OpenPYXL Poor Performance Optimisation
Problem:
OpenPYXL is a python library for parsing excel files. It's fantastic and works really well. Plenty of features are supported but my primary use-case is to simply read data from various sheets and convert the contents into a dictionary / list of dictionaries.
The problem is, if you have a massive spreadsheet, this can take AGES. Usually this is down to the code you're using to read the sheet. It's incredible what a difference a few optimisations can make.
Example:
I have a spreadsheet with 20,355 entries and 4 columns. We want to turn this into a list of dictionaries - where each element of the list corresponds to a row, and the key of the dictionary is the heading of that row. This example is from a real problem which I had to deal with (but have simplified for the scope of this test).
The headings of the rows are defined from the first row in the sheet. This ensures that rows can be rearranged or added to without hardcoding a particular row to a particular dataset within code (which is horrible, please please never do that!)
Firstly, I want to highlight that some optimisations have already been made. Specifically the first is to use read only mode when loading the workbook. This can be done by specifying read_only=True in the load_workbook function like so:
workbook = openpyxl.load_workbook(EXCEL_FILE, read_only=True)
Here's the first function used:
def slow_openpyxl():
start_time = time.time()
workbook = openpyxl.load_workbook(EXCEL_FILE, data_only=True,read_only=True)

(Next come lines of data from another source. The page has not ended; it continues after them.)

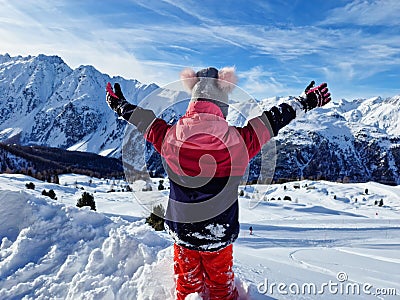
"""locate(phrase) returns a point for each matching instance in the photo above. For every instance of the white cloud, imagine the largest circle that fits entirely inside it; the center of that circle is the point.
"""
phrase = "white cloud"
(369, 13)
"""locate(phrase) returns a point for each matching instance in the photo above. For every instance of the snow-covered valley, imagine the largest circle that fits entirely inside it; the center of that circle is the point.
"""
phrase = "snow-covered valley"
(330, 241)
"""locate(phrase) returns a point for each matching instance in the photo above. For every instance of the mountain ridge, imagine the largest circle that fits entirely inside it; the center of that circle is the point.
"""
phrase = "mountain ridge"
(47, 103)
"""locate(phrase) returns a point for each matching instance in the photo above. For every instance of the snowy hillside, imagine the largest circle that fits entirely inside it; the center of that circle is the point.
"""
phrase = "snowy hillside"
(45, 102)
(329, 241)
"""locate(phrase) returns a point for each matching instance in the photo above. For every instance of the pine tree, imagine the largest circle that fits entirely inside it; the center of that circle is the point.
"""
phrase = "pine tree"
(86, 200)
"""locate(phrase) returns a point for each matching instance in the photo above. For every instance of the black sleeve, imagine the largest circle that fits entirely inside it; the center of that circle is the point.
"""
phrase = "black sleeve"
(278, 117)
(135, 115)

sheet = workbook['Sheet1']
max_cols = sheet.max_column+1
max_rows = sheet.max_row+1
header = []
for col_num in range(1, max_cols):
if sheet.cell(row=1, column=col_num).value is None:
break
else:
header.append(sheet.cell(row=1, column=col_num).value)
sheet_list = []
for row_num in range(2, max_rows):
new_entry = {}
for col_num in range(1, max_cols):
if sheet.cell(row=row_num, column=col_num).value is None:
new_entry[header[col_num-1]] = ""
else:
new_entry[header[col_num-1]] = sheet.cell(row=row_num, column=col_num).value
print(f'Row {row_num}/{max_rows} Time elapsed: {round(time.time()-start_time,2)}')

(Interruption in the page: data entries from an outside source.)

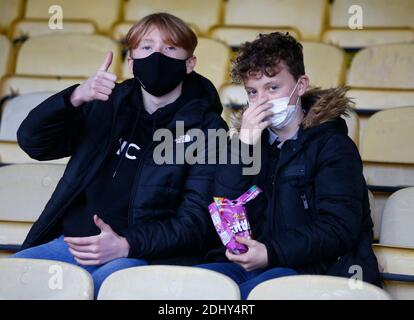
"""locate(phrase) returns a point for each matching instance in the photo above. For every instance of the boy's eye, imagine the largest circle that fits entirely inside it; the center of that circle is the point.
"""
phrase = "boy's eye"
(251, 93)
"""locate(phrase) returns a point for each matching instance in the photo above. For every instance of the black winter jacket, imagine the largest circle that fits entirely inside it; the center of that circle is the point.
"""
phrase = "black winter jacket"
(314, 214)
(168, 219)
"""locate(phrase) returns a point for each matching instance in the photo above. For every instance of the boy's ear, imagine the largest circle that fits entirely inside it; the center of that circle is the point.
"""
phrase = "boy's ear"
(191, 63)
(303, 85)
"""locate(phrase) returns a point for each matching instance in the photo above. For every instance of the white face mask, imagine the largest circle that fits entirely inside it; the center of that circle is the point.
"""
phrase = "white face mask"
(283, 113)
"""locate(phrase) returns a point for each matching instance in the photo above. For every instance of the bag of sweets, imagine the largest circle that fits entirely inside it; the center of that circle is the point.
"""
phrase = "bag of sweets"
(230, 219)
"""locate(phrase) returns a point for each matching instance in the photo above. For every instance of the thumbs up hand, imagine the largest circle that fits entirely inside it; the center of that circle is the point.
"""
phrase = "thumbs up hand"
(97, 87)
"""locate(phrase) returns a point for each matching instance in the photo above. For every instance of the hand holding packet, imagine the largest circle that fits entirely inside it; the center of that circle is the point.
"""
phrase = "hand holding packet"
(230, 219)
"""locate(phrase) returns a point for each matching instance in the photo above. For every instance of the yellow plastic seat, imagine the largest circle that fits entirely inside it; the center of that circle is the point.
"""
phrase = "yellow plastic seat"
(10, 11)
(103, 13)
(69, 55)
(157, 282)
(384, 66)
(24, 191)
(388, 159)
(383, 22)
(16, 110)
(316, 287)
(5, 56)
(199, 13)
(325, 64)
(234, 36)
(29, 28)
(307, 17)
(395, 253)
(21, 85)
(32, 279)
(213, 59)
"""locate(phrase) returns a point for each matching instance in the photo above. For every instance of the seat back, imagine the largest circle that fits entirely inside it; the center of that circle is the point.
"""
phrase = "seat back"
(398, 219)
(159, 282)
(316, 287)
(32, 279)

sheet_list.append(new_entry)
print('Done!')
There are a few bad things about this code, and I'll cover some:
1) The heading list is built separately - this means you need another loop and all it does is fetch the headings. This isn't that bad as it's only one row.

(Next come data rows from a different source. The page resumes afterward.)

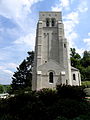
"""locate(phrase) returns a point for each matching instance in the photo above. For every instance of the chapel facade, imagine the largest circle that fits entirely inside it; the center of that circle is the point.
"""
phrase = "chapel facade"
(52, 64)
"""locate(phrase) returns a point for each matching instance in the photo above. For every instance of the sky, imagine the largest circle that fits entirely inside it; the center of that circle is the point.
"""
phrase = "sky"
(18, 21)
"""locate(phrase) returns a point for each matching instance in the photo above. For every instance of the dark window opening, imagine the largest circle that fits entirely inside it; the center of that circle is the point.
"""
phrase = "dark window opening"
(74, 77)
(66, 82)
(47, 22)
(53, 22)
(64, 45)
(51, 77)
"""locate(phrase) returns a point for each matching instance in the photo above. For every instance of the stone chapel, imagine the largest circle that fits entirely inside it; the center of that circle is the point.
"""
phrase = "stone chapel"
(52, 58)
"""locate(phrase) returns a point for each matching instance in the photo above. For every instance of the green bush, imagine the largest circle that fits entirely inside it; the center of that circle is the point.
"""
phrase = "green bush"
(65, 103)
(71, 92)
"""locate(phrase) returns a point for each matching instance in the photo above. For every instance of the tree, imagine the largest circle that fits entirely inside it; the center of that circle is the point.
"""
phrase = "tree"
(86, 59)
(1, 89)
(22, 77)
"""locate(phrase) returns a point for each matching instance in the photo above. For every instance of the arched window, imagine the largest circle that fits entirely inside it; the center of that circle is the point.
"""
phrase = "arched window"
(74, 77)
(53, 22)
(51, 77)
(47, 22)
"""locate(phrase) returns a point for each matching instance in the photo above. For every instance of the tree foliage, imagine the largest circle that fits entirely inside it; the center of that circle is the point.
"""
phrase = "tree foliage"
(46, 104)
(83, 64)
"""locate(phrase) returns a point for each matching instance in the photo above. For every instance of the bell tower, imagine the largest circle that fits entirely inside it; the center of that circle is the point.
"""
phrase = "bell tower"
(51, 60)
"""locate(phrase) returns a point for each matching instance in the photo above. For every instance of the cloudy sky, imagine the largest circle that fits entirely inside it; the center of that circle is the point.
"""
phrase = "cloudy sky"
(18, 19)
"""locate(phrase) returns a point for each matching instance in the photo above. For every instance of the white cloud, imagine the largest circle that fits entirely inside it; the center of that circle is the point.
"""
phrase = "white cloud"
(62, 4)
(87, 41)
(89, 34)
(8, 72)
(73, 16)
(83, 7)
(17, 10)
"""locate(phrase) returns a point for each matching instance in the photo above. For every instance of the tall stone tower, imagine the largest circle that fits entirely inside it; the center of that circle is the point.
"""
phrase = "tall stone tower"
(51, 60)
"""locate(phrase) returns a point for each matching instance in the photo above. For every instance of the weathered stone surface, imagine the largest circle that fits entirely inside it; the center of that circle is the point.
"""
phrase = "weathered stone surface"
(52, 54)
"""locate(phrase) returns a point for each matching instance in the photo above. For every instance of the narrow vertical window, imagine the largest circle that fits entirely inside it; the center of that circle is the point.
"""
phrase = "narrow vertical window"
(47, 22)
(53, 22)
(64, 45)
(51, 77)
(74, 77)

2) We're using the max_row and max_column properties of an excel sheet. This is bad because excel sheets can actually be bigger than they appear, and you end up iterating through lots of empty cells.
3) The really bad part is the use of the sheet.cell(row=x,column=y).value function. This is exceedingly slow.
4) What makes #3 even worse, is we're calling the function multiple times! Once when checking if it's None, and again when actually assigning the value to the dictionary. If using resource hungry functions, assign them to temporary variables instead of multiple function calls.
In general, the benchmark figured spat out the following before I aborted the program:
<trimmed>
Row 367/20357 Time elapsed: 11.19
Row 368/20357 Time elapsed: 11.25
Row 369/20357 Time elapsed: 11.29
<aborted>
So we've done 369 rows in 11.29 seconds. That's 33.68 rows per second. Sounds fast, but not when you have more than 20,000 of them. Unfortunately this is also not a linear processing time. I left it running for a bit longer...
<trimmed>
Row 953/20357 Time elapsed: 60.52
Row 954/20357 Time elapsed: 60.63
Row 955/20357 Time elapsed: 60.74
<aborted>
After 60 seconds we've only done 955 rows. That's now 15.72 rows per second. We're not even 5% of the way through the file and it's slowed down to less than half the speed.
I'm not going to let it run forever, believe it or not I have better things do with my life. But clearly there is a rather catastrophic performance problem here which will result in the full 20,000+ rows taking potentially hours to load. (I'm too lazy to collect more data and too wise to draw a graph from just these two points.)
Solution:
Fortunately, after some (rather basic) research, this problem is easily solvable! The key is to use iterators built into openpyxl.
Consider this new function:
def fast_openpyxl():
start_time = time.time()
workbook = openpyxl.load_workbook(EXCEL_FILE, data_only=True,read_only=True)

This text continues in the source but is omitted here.